Juan Amador: Pure Präzision

Juan Amador ist Spanier und Deutscher, kocht allerdings seit 2016 in Wien. Sein Restaurant Amador zählt zu den besten des Landes, das bestätigen auch die fünf Gault&Millau-Hauben, mit denen der Betrieb ausgezeichnet ist. Bevor es ihn in seine Wahlheimat Wien zog, führte er ein gleichnamiges Restaurant in Frankfurt am Main. Dort begann er sich verstärkt mit den Methoden der Molekularküche auseinanderzusetzen, orientierte sich an Vorreiter Ferran Adrià und erzeugte mithilfe chemischer Reaktionen neue Konsistenzen und Aromen. All das kombinierte er mit Komponenten der französischen und spanischen Küche. Eine Handschrift, die ihn bis heute auszeichnet. Wer zu Juan Amador essen geht, den erwartet Präzision, Kreativität und beste Produkte.

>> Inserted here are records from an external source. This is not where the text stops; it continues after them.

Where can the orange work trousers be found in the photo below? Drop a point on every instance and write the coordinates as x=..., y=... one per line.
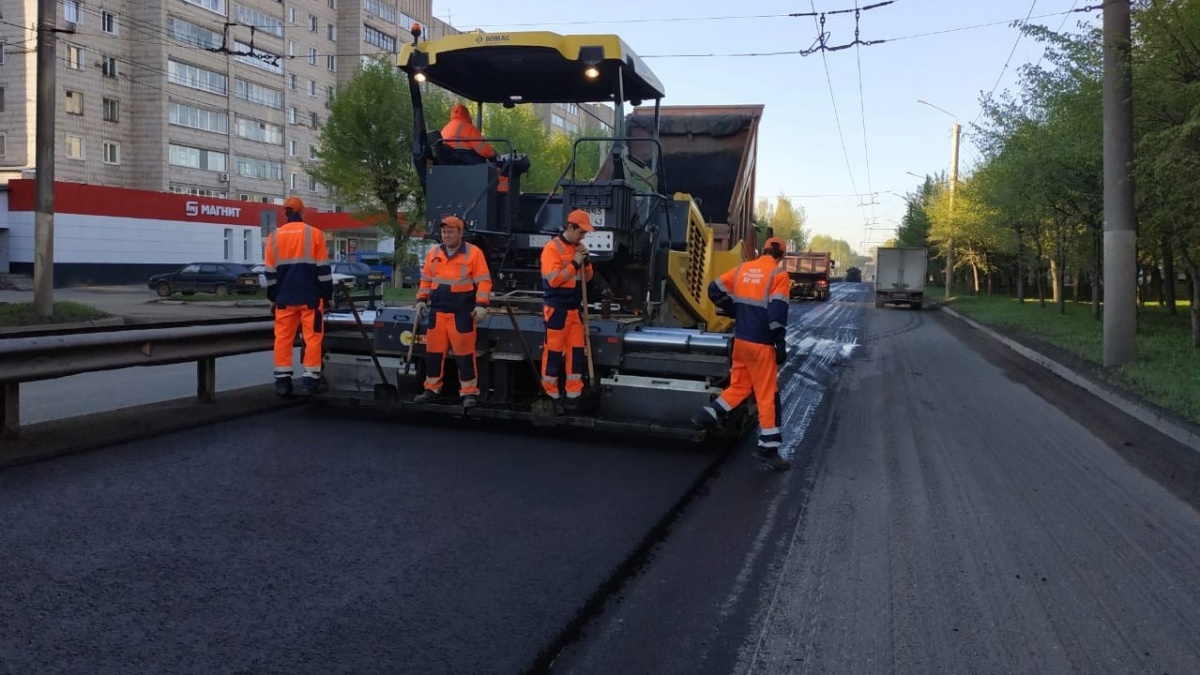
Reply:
x=755, y=372
x=287, y=321
x=451, y=334
x=563, y=353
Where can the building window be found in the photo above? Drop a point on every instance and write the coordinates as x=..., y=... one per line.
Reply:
x=112, y=153
x=381, y=40
x=262, y=169
x=75, y=102
x=196, y=77
x=257, y=58
x=192, y=34
x=75, y=58
x=258, y=94
x=75, y=147
x=197, y=157
x=261, y=131
x=197, y=118
x=265, y=23
x=216, y=6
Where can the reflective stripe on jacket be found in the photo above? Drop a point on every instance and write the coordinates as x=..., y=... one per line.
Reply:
x=559, y=274
x=759, y=290
x=298, y=266
x=455, y=284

Tim Mälzer und Juan Amador standen sich bereits in der ersten Staffel als Kontrahenten im TV-Duell gegenüber. In der aktuellen „Best Friend-Edition“ werden die beiden zunächst von Lukas Mraz nach Florenz in die Osteria von Massimo Bottura geschickt, bevor es für Amador anschließend noch mit Mraz nach Berlin geht.

Das ganze Staffelfinale von Kitchen Impossible gibt es am Sonntag, 21. April, um 20:15 Uhr auf VOX zu sehen.